Cependant, ce qui est montré dans « Crimson Gold » n’est guère plus important que ce qui est laissé de côté. La succession d’événements est plausible, pratique, logique, mais la psychologie du personnage de Hussein n’est que légèrement renseignée. Hussein souffre de terribles crises d’épilepsie, de blessures au combat subies à Shalamcheh, le site d’une bataille majeure en Iran. -Guerre d’Irak où étaient les troupes iraniennes attaqué avec des armes chimiques. Il utilise de la cortisone pour traiter ses maladies persistantes et en subit les effets secondaires physiques et mentaux débilitants. Pourtant, le film ne trace pas de ligne claire entre son traumatisme et sa douleur – ou de sa pauvreté, ses humiliations ou ses frustrations – au crime majeur qu’il commet. Au contraire, Panahi place le vol de Hussein à côté d’événements et d’aspects disparates mais liés de sa vie, et comble les lacunes importantes entre eux avec des détails éclairants et diagnostiques concernant la vie en Iran en général.

Cette diffusion de la psychologie individuelle et la segmentation des arcs dramatiques en une plénitude panoramique est la qualité la plus radicale de « Crimson Gold ». Si le film a un genre, c’est celui de Panahi, celui qu’il crée, la poésie de rue critique. Sa vision de la vie quotidienne d’Hussein est aussi épiphanique qu’investigatrice, aussi merveilleuse qu’horrible. Il se délecte des visions amoureusement nuancées et humanistes de la sublimité ordinaire et la voit agonisante s’écraser contre l’oppression officielle, la cruauté généralisée et l’indifférence générale. L’absence de toute cause claire du virage de Hussein vers la violence suggère que céder à des pulsions destructrices est une réponse naturelle à ses circonstances ; la surprise n’est pas tant de savoir pourquoi il céderait à une vie de crime que pourquoi d’autres ne le feraient pas. Ici, le point de rupture d’un homme se révèle comme un cri étouffé de révolte collective. Panahi examine la société dans laquelle il vit et la trouve criminelle dans son essence même.
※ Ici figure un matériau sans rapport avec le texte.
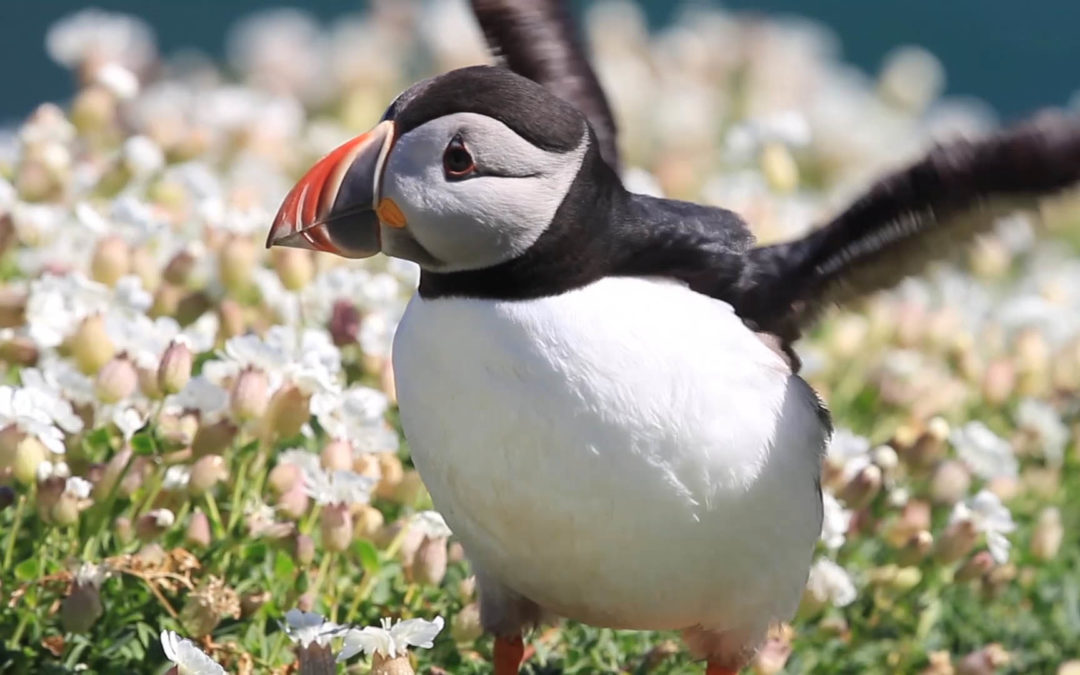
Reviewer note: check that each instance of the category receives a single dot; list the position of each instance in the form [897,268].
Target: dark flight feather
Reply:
[537,40]
[922,213]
La politique de « Crimson Gold » n’a pas échappé aux autorités. Le film a été interdit en Iran et Panahi a été détenu et interrogé à cause de cela. Puis, en 2010, après avoir été un fervent partisan de l’opposition au régime, il a été reconnu coupable de propagande antigouvernementale. Il a été interdit de tournage pendant vingt ans, condamné à six ans de prison et placé en résidence surveillée. Néanmoins, il a réussi à continuer à faire des films dans la clandestinité, notamment «Ceci n’est pas un film » et « Taxi”, dans laquelle il apparaît comme lui-même et étend sa fusion du documentaire et de la fiction, du drame intime et du calcul panoramique, à des extrêmes encore plus audacieusement personnels.